Roumanie : hommage à Elie Wiesel, survivant de la Shoah et enfant du pays
Rechercher

Roumanie : hommage à Elie Wiesel, survivant de la Shoah et enfant du pays

Le prix Nobel de la paix avait notamment présidé une commission qui a fait la lumière sur le rôle de la Roumanie dans l'extermination des Juifs

Des Roumains, membres de la communauté juive lors d'un service à la mémoire du survivant de l'Holocauste, Elie Wiesel, au Choral Temple à Bucarest, le 7 juillet 2016 (Crédit : AFP PHOTO / DANIEL MIHAILESCU)
Des Roumains, membres de la communauté juive lors d'un service à la mémoire du survivant de l'Holocauste, Elie Wiesel, au Choral Temple à Bucarest, le 7 juillet 2016 (Crédit : AFP PHOTO / DANIEL MIHAILESCU)

La communauté juive de Roumanie a rendu hommage jeudi, à Bucarest, au prix Nobel de la paix Elie Wiesel, rescapé de l’Holocauste originaire de ce pays qu’il a aidé dans sa reconnaissance de son rôle dans la Shoah.

Plusieurs centaines de personnes et des représentants des autorités roumaines se sont retrouvés à la synagogue de Bucarest en mémoire du journaliste et écrivain mort samedi aux Etats-Unis, à l’âge de 87 ans.

« Cela n’a pas été facile pour les pays d’Europe centrale et de l’est, issus d’un demi siècle de communisme, d’assumer leur passé de collaboration avec les nazis », a rappelé le rabbin Andrew Baker, représentant du American Jewish Committee (AJC, Comité juif américain).

« Mais la Roumanie semble avoir été encore plus dans le déni que la plupart de ces pays », a-t-il ajouté, exprimant sa « reconnaissance » à Elie Wiesel pour avoir contribué au travail de mémoire dans son pays d’origine.

En 2003, après un tollé international provoqué par des propos de l’ancien président Ion Iliescu relativisant l’Holocauste, Bucarest avait mis en place une commission internationale d’experts pour faire la lumière sur le rôle de la Roumanie dans l’extermination des Juifs.

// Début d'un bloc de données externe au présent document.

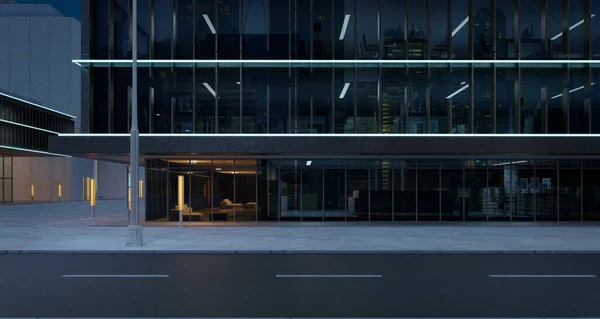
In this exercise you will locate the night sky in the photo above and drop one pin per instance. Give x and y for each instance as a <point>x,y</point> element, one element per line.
<point>70,8</point>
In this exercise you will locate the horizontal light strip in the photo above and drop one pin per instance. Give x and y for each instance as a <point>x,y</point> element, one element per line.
<point>209,23</point>
<point>344,90</point>
<point>334,135</point>
<point>509,163</point>
<point>28,126</point>
<point>570,91</point>
<point>115,276</point>
<point>344,27</point>
<point>570,28</point>
<point>460,26</point>
<point>210,89</point>
<point>309,62</point>
<point>32,151</point>
<point>328,276</point>
<point>36,105</point>
<point>457,91</point>
<point>542,276</point>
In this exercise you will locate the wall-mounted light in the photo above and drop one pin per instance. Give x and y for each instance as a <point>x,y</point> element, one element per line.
<point>92,192</point>
<point>87,188</point>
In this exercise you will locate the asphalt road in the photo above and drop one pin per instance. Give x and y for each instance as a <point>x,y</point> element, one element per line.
<point>299,285</point>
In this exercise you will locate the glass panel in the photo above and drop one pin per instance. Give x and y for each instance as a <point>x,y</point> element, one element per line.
<point>367,90</point>
<point>205,101</point>
<point>476,204</point>
<point>163,26</point>
<point>289,190</point>
<point>229,101</point>
<point>336,201</point>
<point>546,197</point>
<point>245,190</point>
<point>570,191</point>
<point>367,21</point>
<point>311,190</point>
<point>405,193</point>
<point>497,196</point>
<point>185,29</point>
<point>591,192</point>
<point>229,29</point>
<point>525,184</point>
<point>205,25</point>
<point>358,189</point>
<point>8,190</point>
<point>381,190</point>
<point>225,204</point>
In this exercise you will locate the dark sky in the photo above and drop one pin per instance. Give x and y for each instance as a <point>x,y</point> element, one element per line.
<point>70,8</point>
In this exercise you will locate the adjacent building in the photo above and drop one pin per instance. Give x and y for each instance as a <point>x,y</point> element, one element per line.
<point>349,110</point>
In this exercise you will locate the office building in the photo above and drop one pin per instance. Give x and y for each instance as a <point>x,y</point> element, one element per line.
<point>348,110</point>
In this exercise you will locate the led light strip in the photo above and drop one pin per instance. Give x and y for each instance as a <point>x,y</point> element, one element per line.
<point>344,27</point>
<point>37,105</point>
<point>32,151</point>
<point>344,90</point>
<point>332,135</point>
<point>27,126</point>
<point>328,62</point>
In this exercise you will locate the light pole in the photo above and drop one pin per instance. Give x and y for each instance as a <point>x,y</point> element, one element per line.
<point>134,230</point>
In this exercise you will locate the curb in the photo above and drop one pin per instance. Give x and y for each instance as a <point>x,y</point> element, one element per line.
<point>341,252</point>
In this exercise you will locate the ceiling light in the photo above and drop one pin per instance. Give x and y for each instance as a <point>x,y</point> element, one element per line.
<point>344,26</point>
<point>457,91</point>
<point>344,90</point>
<point>570,91</point>
<point>460,26</point>
<point>210,26</point>
<point>570,28</point>
<point>210,89</point>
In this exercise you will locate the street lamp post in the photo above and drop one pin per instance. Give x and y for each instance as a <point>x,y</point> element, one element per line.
<point>134,230</point>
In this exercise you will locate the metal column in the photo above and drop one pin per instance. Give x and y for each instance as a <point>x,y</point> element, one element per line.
<point>565,74</point>
<point>471,80</point>
<point>517,101</point>
<point>494,49</point>
<point>134,230</point>
<point>587,55</point>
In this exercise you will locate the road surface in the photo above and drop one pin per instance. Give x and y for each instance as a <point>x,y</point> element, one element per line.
<point>299,285</point>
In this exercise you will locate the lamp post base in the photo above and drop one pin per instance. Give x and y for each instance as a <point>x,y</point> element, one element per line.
<point>134,236</point>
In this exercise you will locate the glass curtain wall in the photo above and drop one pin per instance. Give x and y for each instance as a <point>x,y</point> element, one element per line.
<point>6,179</point>
<point>350,98</point>
<point>391,190</point>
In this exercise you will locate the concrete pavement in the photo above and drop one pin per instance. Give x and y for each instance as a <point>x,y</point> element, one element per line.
<point>69,227</point>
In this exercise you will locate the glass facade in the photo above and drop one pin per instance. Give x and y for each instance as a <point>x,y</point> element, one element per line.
<point>5,179</point>
<point>391,67</point>
<point>354,67</point>
<point>375,190</point>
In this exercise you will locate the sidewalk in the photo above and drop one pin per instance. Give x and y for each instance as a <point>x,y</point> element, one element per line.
<point>69,227</point>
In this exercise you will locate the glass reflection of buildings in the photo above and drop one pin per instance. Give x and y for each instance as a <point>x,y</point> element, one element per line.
<point>308,102</point>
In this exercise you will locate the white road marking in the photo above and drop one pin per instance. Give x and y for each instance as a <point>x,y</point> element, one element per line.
<point>115,276</point>
<point>542,276</point>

Elie Wiesel fut nommé président de cette commission.

« Cette commission a fourni l’un des documents fondamentaux de l’Etat roumain post-communiste » lui permettant d’assumer son histoire récente », a estimé l’historien Andrei Muraru, conseiller de la présidence roumaine.

Selon le rapport rendu en 2004, entre 280 000 et 380 000 Juifs roumains et ukrainiens, ainsi que 11 000 Roms, sont morts sous le régime du général Antonescu entre 1940 et 1944, dans les territoires contrôlés par la Roumanie.

Forte de 800 000 membres avant la guerre, la communauté juive de Roumanie est aujourd’hui estimée à 8 000 personnes.

L’absence de travail de mémoire « a gravement déformé les esprits de deux générations de Roumains », qui ont tout ignoré de cette tragédie, a déploré auprès de l’AFP Liviu Beris, un survivant de l’Holocauste présent lors de cette cérémonie.

Né le 30 septembre 1928 à Sighet (ville du nord de la Roumanie qui en 1940 avait été rattaché à la Hongrie), Elie Wiesel fut déporté à 15 ans à Auschwitz-Birkenau où sa mère et sa plus jeune sœur ont été assassinées. Son père est mort devant lui à Buchenwald où tous deux avaient été transférés.

En savoir plus sur :
C’est vous qui le dites...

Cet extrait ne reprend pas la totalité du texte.